If you’re curious about what my typical workday is like, check out this blog post.
Okay, are you back? I hope that didn’t make you too tired.
I’d like to talk a little bit more about the two jobs of an editor that everyone knows about, the two roles that are perhaps the most “glamorous.” The first is the acquiring of books, and the second is the actual editing of books.
How I acquire a book:
Little, Brown is a closed house, which means that we only accept agented submissions. However, I’ll also sometimes approach authors directly—for example, if I’m a fan of an adult author I may write to him or her and ask if they’ve ever wanted to write a children’s book. I may write to journalists who have written an article I’ve liked. I might also pitch ideas to established authors that I want to work with (an example of this is the project I recently acquired from Barry Lyga, I HUNT KILLERS. Read more about this book here.) I’ll also go to writers’ conferences and invite the conference-goers to submit to me.
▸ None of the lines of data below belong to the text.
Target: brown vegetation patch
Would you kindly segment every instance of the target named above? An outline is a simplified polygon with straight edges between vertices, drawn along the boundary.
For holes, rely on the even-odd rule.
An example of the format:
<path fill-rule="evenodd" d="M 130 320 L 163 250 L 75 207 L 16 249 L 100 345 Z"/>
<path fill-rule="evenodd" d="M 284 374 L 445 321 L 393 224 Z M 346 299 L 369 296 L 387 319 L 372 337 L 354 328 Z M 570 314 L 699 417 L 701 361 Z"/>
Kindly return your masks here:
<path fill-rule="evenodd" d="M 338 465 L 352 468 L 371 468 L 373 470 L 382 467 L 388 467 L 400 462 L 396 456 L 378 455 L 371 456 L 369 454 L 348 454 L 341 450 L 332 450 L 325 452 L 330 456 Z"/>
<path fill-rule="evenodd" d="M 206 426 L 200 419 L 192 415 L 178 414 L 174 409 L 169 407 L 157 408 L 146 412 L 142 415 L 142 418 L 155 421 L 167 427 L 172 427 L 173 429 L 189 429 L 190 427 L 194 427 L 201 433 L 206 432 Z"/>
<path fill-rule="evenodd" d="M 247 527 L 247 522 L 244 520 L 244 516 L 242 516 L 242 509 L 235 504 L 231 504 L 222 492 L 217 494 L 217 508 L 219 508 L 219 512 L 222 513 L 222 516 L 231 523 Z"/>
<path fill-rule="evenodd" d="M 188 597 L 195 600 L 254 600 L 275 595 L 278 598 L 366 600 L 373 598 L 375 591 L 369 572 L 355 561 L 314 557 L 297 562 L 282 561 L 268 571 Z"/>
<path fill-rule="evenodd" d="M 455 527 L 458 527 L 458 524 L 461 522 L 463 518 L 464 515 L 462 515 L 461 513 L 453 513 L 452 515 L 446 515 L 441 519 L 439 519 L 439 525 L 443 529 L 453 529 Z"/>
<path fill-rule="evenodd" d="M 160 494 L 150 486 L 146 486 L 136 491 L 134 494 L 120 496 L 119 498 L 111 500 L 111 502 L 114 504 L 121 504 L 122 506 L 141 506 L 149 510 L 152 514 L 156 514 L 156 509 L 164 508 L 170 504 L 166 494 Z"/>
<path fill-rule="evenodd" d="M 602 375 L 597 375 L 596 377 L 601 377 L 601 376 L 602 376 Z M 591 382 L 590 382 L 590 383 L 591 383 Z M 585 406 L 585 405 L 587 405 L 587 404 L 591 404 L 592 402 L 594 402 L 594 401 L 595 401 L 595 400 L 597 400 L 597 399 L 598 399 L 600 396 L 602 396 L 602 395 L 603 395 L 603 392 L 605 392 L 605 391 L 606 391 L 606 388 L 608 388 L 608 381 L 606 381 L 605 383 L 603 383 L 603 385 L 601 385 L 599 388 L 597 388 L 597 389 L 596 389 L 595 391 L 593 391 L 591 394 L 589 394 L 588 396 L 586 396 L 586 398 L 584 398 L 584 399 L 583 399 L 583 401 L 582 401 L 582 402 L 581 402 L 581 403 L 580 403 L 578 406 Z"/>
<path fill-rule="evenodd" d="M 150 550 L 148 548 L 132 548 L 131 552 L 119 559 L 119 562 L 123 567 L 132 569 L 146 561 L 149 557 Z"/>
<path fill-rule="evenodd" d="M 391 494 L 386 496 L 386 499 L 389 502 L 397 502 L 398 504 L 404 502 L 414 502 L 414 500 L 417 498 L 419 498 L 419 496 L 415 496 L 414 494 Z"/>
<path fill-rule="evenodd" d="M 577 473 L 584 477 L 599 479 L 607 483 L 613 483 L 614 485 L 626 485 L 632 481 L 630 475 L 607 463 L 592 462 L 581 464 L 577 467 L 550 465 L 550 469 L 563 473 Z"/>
But mainly I’m continually getting to know agents and making sure they know my taste in books so they’ll send the appropriate submissions to me.
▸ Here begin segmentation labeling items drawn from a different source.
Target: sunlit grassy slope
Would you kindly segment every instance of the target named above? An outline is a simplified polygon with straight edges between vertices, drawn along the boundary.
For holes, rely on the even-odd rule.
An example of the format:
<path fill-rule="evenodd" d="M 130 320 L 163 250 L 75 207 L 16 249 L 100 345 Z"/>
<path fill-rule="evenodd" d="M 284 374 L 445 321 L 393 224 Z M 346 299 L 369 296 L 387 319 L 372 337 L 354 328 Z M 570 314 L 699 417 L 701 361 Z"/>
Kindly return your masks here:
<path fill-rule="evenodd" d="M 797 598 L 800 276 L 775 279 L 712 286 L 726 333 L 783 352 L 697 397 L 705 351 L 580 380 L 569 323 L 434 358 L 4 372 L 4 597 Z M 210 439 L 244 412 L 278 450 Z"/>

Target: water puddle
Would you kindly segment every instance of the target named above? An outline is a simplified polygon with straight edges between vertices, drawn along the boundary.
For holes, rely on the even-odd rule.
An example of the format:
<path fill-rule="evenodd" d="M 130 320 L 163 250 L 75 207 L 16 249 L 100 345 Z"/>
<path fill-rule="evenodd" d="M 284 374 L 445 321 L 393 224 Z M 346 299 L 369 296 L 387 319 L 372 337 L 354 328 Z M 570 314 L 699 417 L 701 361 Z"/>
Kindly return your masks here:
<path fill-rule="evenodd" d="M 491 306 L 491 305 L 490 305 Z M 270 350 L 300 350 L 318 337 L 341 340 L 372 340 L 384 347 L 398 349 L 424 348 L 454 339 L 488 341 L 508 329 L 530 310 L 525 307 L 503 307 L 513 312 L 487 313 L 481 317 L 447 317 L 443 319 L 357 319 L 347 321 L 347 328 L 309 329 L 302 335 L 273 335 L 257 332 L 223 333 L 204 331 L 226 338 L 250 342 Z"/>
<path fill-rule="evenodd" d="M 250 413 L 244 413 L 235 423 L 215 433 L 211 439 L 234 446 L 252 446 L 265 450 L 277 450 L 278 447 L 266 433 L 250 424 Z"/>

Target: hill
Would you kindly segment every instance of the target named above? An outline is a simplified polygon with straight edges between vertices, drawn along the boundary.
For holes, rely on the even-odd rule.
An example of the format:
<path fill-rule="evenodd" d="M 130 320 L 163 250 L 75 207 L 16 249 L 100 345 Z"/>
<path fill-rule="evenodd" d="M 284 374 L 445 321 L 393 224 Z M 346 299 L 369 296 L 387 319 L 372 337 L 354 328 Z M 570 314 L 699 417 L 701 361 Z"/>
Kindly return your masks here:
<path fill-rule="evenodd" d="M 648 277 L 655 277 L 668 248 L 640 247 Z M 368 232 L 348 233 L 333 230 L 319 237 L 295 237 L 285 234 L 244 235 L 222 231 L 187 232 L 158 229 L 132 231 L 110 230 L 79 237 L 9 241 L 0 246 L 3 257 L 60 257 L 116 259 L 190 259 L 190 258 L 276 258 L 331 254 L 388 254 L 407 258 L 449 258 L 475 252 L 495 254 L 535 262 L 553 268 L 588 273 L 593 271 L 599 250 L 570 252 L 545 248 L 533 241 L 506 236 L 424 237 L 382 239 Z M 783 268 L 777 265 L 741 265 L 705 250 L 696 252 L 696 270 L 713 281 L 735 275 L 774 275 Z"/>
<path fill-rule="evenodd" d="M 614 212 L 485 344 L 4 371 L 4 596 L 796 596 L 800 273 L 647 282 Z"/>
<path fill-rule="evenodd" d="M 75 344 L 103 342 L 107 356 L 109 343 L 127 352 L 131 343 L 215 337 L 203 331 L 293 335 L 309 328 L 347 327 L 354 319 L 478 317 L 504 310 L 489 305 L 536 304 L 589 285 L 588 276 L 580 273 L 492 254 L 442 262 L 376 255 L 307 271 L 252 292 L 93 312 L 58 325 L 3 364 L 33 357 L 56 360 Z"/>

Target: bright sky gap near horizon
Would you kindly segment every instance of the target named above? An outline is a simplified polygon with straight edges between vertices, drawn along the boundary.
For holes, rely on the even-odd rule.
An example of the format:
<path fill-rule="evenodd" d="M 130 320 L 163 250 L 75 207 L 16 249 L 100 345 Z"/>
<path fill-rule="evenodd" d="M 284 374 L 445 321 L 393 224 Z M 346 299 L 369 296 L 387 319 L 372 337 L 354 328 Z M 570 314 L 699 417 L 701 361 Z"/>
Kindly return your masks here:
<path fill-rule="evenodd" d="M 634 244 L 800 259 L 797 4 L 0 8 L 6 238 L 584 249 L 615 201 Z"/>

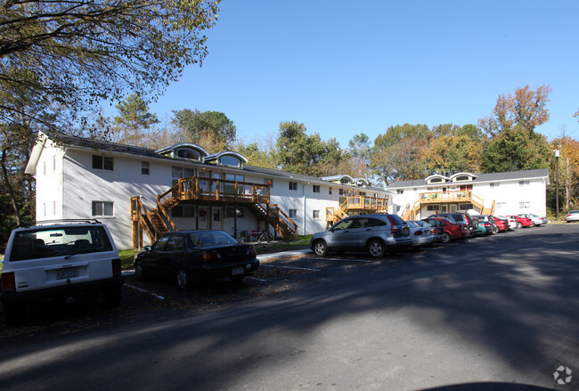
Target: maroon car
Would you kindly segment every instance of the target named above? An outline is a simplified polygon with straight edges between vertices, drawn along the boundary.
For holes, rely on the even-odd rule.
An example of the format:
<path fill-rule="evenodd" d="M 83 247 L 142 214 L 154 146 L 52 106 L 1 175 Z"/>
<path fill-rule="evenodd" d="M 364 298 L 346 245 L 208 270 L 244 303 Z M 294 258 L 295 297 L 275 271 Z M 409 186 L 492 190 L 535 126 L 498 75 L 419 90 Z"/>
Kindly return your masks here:
<path fill-rule="evenodd" d="M 497 232 L 502 232 L 503 231 L 509 230 L 509 220 L 499 218 L 496 216 L 493 216 L 493 218 L 494 219 L 494 224 L 496 224 L 496 228 L 498 230 Z"/>
<path fill-rule="evenodd" d="M 422 221 L 425 221 L 430 225 L 434 225 L 436 227 L 443 227 L 444 230 L 442 240 L 443 243 L 448 243 L 449 241 L 456 240 L 457 239 L 464 239 L 470 235 L 468 224 L 452 222 L 444 217 L 428 217 L 423 218 Z"/>
<path fill-rule="evenodd" d="M 517 228 L 526 228 L 533 225 L 533 222 L 527 217 L 521 217 L 520 216 L 508 216 L 508 217 L 517 219 Z"/>

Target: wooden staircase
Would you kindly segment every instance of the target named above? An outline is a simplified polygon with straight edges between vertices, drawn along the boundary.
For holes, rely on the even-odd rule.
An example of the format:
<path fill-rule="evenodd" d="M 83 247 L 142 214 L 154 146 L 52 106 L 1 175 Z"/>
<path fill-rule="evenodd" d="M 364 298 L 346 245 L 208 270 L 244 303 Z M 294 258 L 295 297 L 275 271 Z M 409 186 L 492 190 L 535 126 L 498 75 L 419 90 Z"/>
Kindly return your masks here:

So, let’s say I read something I love and want to acquire—I’ll need to bring it to our editorial meeting to get additional editorial reads. If it gets positive reads, then it also needs to be supported by our editorial director (for novels) or editor-in-chief (for picture books) before it goes to our acquisitions meeting. This is the meeting run by our publisher and attended by all the directors—Sales, Marketing, Publicity, School and Library Marketing, and so on. Sure, sometimes I pine for the old days when editors can decide on their own if they want to acquire a book (and this certainly is still the case at some publishing houses, although it’s rare), but I do think there are advantages to this so-called “Publishing by Committee.”
There are a lot of materials that have to be prepared for this meeting a week in advance, including a profit and loss report (P&L—basically shows us if we’d make money if we publish the book), our cover letter with a summary of the project and my pitch, selling handles, competitive titles, etc. It can take my assistant and me anywhere from two hours to days to prepare the materials for this meeting. I also spend about an hour the day of the meeting preparing for how I’m going to present the project, writing down my “speech” and key points. I try to anticipate what the objections might be to a project and be prepared to counter them.
At the acquisitions stage, I always have two hats on: my editorial hat, and my sales hat. Because projects are never completely ready for publication at acquisitions stage, I have to make sure that the committee understands my vision for the project. I’ll oftentimes include some basic editorial notes with the proposal so they can see the types of things I hope to work with the author on before publication. In terms of my sales hat, I try to come up with a sales pitch, like someone would pitch a TV show or movie. A couple of real pitches I’ve made for books are “Juno meets Stargirl” (SORTA LIKE A ROCK STAR by Matthew Quick, pubbing in May) and “Donnie Darko meets Charlie Kaufman meets the Matrix.” (FADE TO BLUE by Sean Beaudoin) I also pitched WHERE THE MOUNTAIN MEETS THE MOON by Grace Lin (which just won the Newbery Honor—yay!) as the Chinese Wizard of Oz.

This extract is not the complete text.